Mainland Europe used to put clocks back at the end of September - certainly up until the early 90s.

It may be to do with the fact that the rate at which the sunrise and sunset times change is not balanced. Even though December 21st is the shortest day it continues to get darker in the mornings into the first week of Jan, although the nights started getting lighter around the 12/13 December. The opposite is true in June.


----------



## Pete77 (Aug 1, 2006)

Benedict said:


> It may be to do with the fact that the rate at which the sunrise and sunset times change is not balanced. Even though December 21st is the shortest day it continues to get darker in the mornings into the first week of Jan, although the nights started getting lighter around the 12/13 December. The opposite is true in June.

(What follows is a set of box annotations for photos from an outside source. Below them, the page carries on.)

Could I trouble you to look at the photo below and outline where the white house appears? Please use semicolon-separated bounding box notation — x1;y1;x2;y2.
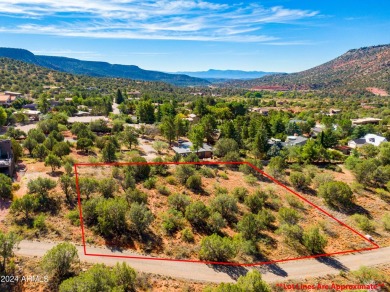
348;134;387;148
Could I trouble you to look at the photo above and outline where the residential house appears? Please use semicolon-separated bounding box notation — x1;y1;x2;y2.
0;139;15;176
348;134;387;148
172;141;213;158
283;136;308;146
68;116;109;124
351;118;382;126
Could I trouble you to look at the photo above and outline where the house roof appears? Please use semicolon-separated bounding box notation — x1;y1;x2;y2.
284;136;307;146
172;142;213;154
0;94;11;102
68;116;108;124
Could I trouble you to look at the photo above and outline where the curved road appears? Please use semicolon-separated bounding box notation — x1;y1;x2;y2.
15;240;390;283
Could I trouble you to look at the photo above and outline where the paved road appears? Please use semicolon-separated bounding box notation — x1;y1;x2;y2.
16;240;390;283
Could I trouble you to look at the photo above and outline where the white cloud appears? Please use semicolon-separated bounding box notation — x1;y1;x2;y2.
0;0;318;42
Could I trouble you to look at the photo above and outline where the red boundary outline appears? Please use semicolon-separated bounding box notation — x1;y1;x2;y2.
74;161;379;267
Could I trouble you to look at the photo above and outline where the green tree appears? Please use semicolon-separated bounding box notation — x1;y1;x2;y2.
27;177;57;196
23;137;38;155
0;231;20;274
41;242;79;279
76;138;93;153
290;172;310;190
53;142;70;158
59;263;137;292
303;227;327;254
58;174;75;204
200;114;217;143
11;138;23;163
268;156;287;179
237;270;272;292
32;144;49;161
79;177;99;200
214;138;239;157
160;116;176;145
122;127;138;149
45;153;61;173
0;107;7;127
189;125;204;152
38;94;50;114
0;173;12;199
199;234;237;262
115;89;125;104
128;203;154;234
102;141;117;162
96;198;127;238
11;194;38;222
318;181;354;209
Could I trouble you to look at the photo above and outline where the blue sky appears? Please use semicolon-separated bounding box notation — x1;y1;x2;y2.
0;0;390;72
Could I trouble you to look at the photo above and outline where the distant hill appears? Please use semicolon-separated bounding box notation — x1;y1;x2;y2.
0;48;210;86
229;45;390;92
174;69;277;81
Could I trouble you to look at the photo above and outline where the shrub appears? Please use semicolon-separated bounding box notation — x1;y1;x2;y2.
382;213;390;231
175;164;195;184
313;173;334;188
245;190;268;213
128;203;154;234
99;178;118;198
218;172;229;180
157;186;171;196
244;174;257;186
95;198;127;238
126;188;148;205
214;138;239;157
257;209;276;227
199;166;215;178
199;234;237;262
210;194;238;221
286;195;304;209
276;224;303;246
237;213;265;240
351;214;375;232
352;266;386;283
0;173;12;199
208;212;226;232
185;201;210;226
66;210;80;226
34;214;46;231
42;242;79;279
168;194;191;212
214;184;229;195
166;175;177;186
318;181;354;209
181;228;194;242
302;227;327;254
290;172;310;190
162;209;184;235
232;187;248;203
143;177;157;190
268;156;287;178
186;174;202;191
278;207;300;225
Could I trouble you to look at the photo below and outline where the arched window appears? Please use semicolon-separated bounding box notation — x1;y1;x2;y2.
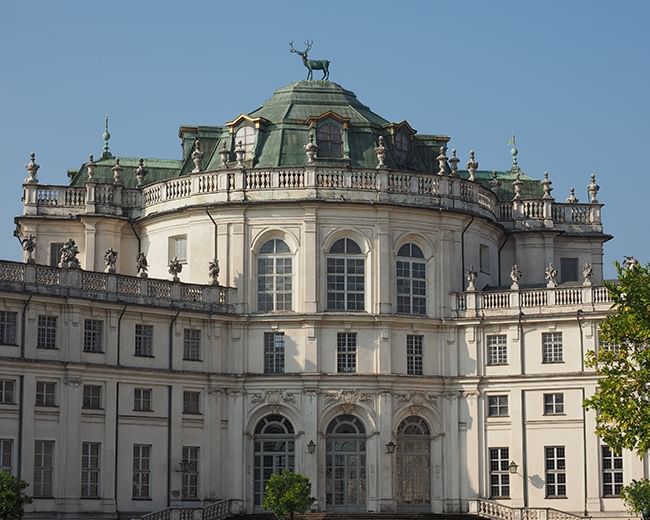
325;415;366;511
316;119;343;159
395;415;431;511
257;238;293;311
235;125;256;159
393;132;410;165
327;238;365;311
253;414;295;508
396;243;427;314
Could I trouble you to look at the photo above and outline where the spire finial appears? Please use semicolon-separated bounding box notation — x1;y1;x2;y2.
102;114;113;159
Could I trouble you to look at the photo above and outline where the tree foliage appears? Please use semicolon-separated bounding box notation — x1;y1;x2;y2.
585;263;650;456
262;469;314;518
0;470;32;520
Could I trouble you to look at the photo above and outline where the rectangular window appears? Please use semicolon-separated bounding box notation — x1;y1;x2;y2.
488;395;508;417
336;332;357;374
181;446;199;500
544;392;564;415
36;314;57;349
30;440;54;498
132;444;151;498
84;320;104;352
0;311;18;345
0;439;14;473
133;388;151;412
264;332;284;374
489;448;510;498
0;379;16;404
36;381;56;406
183;329;201;361
544;446;566;498
183;390;201;415
560;258;578;282
600;445;623;497
486;334;508;365
542;332;564;363
406;334;424;376
82;385;102;410
135;323;153;357
50;242;63;267
81;442;101;498
168;235;187;262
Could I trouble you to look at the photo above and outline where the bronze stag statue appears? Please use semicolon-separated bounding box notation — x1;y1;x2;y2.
289;40;330;80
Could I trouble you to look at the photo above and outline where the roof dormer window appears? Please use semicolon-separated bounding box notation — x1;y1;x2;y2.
233;125;257;160
316;119;343;159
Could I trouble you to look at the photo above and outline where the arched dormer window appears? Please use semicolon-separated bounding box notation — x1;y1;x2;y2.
393;131;411;166
316;118;343;159
257;238;293;312
396;243;427;314
327;238;365;311
233;125;257;160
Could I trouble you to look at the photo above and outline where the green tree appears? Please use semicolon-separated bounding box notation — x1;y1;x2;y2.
0;470;32;520
584;263;650;456
262;469;314;519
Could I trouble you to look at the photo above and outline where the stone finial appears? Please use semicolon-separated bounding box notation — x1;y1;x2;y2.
510;264;522;291
486;171;501;193
449;148;460;177
235;141;246;168
582;262;594;286
86;154;95;182
104;247;117;273
436;146;449;175
135;158;149;188
305;132;318;164
375;135;386;170
467;150;478;181
512;172;523;200
18;235;36;264
467;265;478;291
542;172;553;199
169;257;183;282
208;258;219;285
102;114;113;159
566;188;578;204
59;238;80;269
544;263;557;289
587;173;600;204
192;139;203;173
24;152;40;184
111;159;122;184
623;256;640;270
135;252;149;278
219;141;230;168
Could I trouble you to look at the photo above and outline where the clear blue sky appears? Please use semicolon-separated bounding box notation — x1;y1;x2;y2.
0;0;650;276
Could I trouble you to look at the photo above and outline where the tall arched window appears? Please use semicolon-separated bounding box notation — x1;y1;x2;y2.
327;238;365;311
325;415;366;511
253;414;295;508
316;119;343;159
257;238;293;311
395;415;431;511
397;244;427;314
235;125;256;159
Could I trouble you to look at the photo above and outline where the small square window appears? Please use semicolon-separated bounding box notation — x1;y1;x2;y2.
488;395;508;417
183;390;201;415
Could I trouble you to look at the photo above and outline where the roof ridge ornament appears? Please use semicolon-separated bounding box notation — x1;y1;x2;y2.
289;40;330;81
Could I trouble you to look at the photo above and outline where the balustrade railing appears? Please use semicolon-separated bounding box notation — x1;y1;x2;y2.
0;260;231;312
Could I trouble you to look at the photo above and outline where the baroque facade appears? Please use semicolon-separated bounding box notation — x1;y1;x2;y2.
0;81;644;518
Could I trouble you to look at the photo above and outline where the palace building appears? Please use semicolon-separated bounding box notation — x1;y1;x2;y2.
0;80;632;520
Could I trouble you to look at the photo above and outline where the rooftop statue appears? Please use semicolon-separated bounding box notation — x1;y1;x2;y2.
289;40;330;80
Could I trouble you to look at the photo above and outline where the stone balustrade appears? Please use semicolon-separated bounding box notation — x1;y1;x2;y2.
0;260;233;314
452;285;612;318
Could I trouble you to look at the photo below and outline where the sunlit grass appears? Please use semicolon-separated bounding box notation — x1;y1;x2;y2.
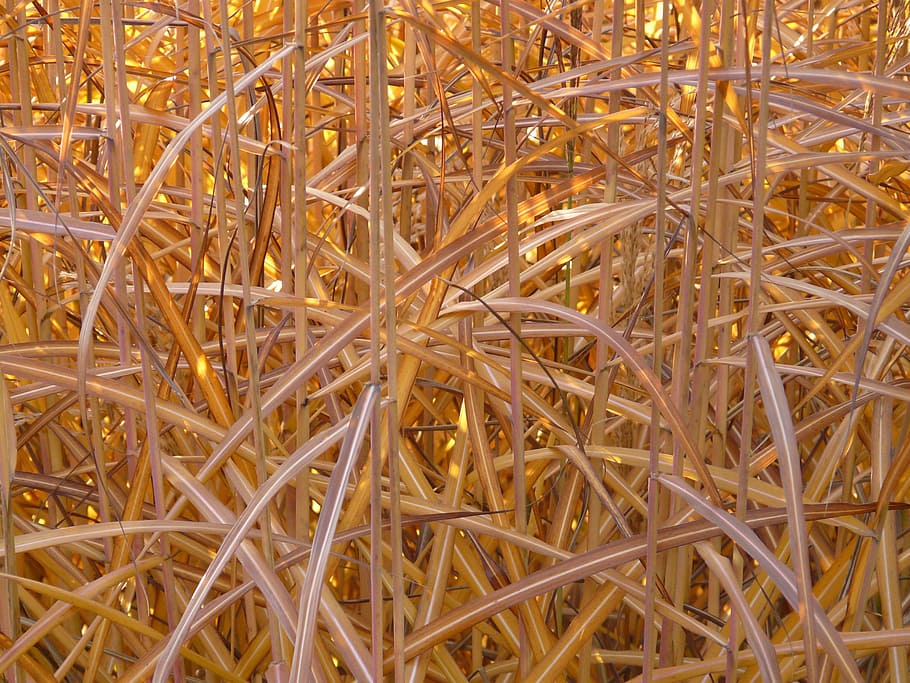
0;0;910;682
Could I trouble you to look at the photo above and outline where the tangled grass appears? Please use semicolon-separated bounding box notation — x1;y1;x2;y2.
0;0;910;683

Do you have any reference source on that point with more information.

I was already aware that that the rate of change in the length of day is not constant throughout the 6 month period between the shortest day and longest day and that the length of day changes very little indeed in the 6 weeks before and after the longest and shortest days respectively but at a very rapid rate per day around the equinoxes between mid Feb to mid mid April and mid August to mid October.

However the idea that the days start getting longer and shorter in the morning and evenings at different rates in relation to the longest and shortest days is completely new to me, even as one with an inherent geekish interest in noting and retaining all such types of fact about the natural world.


----------



## Benedict (Jun 8, 2002)

Pete77 said:


> Do you have any reference source on that point with more information.


Try this.


----------



## TCM2007 (Dec 25, 2006)

Pete77 said:


> Surely a change in the rules can be handled by a simple change to the section of the Tivo database that holds the timezone data?.


TIVo may be relying on Linux to do this, not its internal code. Even if it were under Tivoapp's control it could be had-coded in the app, not stored in the database.


----------